Des paupières elle fit signe que oui, puis sourit et posa sa main sur le bras valide :
- Merci, Jaouen! De cela je n'ai jamais douté... mais faites un peu meilleure mine à votre ancien ami Pitou ! Vous le traitez fort mal et il ne le mérite pas.
- Ça, c'est autre chose. Quand je l'ai connu, il était ardent à la défense des Droits de l'homme et de la liberté...
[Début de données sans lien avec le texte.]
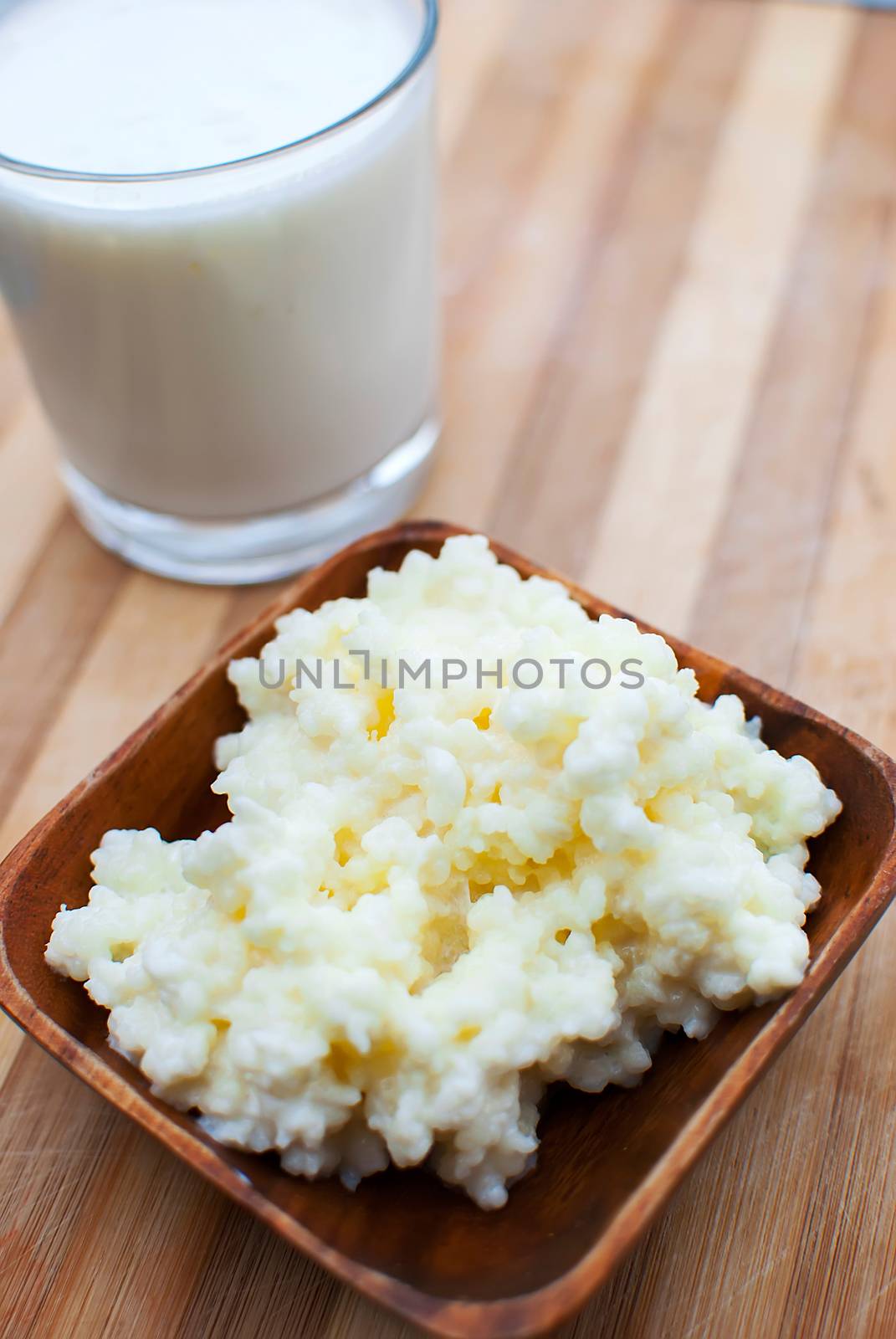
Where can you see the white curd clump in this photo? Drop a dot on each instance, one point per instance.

- Il l'est toujours. Ce sont les hommes qui ont changé depuis ce temps et Pitou n'admettra jamais que l'on tue sans discernement, que l'on tue dans les prisons, qu'un tribunal fanatique et borné envoie n'importe qui à l'échafaud, que l'on pille et que l'on vole. Et puis il est arrivé à Pitou quelque chose qu'il n'attendait pas : il a eu un entretien avec la Reine [xv]...
- Et alors ?
- C'est une étrange expérience, soupira Laura. Il y a en elle quelque chose qui attire et retient. Qu'il parle quelques minutes avec elle et le paysan le plus fruste sent pousser à ses talons les éperons d'or du chevalier. Ce qu'on lui fait subir est indigne, immonde : lui arracher son fils pour le jeter à une brute ignare ! Qui sait même si on lui laissera sa fille... cette petite Marie-Thérèse si mignonne, si... Oh, Jaouen, on ne peut voir cette petite fille sans l'aimer..,
- Et vous l'aimez ?
- Oui... En la regardant, il m'a semblé voir Céline au même âge. Ce sont de ces choses qui arrivent dans la vie et je ne cesse de trembler pour elle... et pour son petit frère.
- Vous auriez dû me le dire plus tôt ! murmura Jaouen en reprenant sa faucille. Cela nous aurait évité, à vous comme à moi, bien des tracas...
Laura n'eut pas le temps de demander à son jardinier amateur ce qu'il entendait par là : Bina accourait, annonçant que " le citoyen Devaux " attendait au salon et, oubliant Jaouen, Laura s'y précipita. Cette visite signifiait des nouvelles de Batz et elle avait tellement hâte d'en avoir !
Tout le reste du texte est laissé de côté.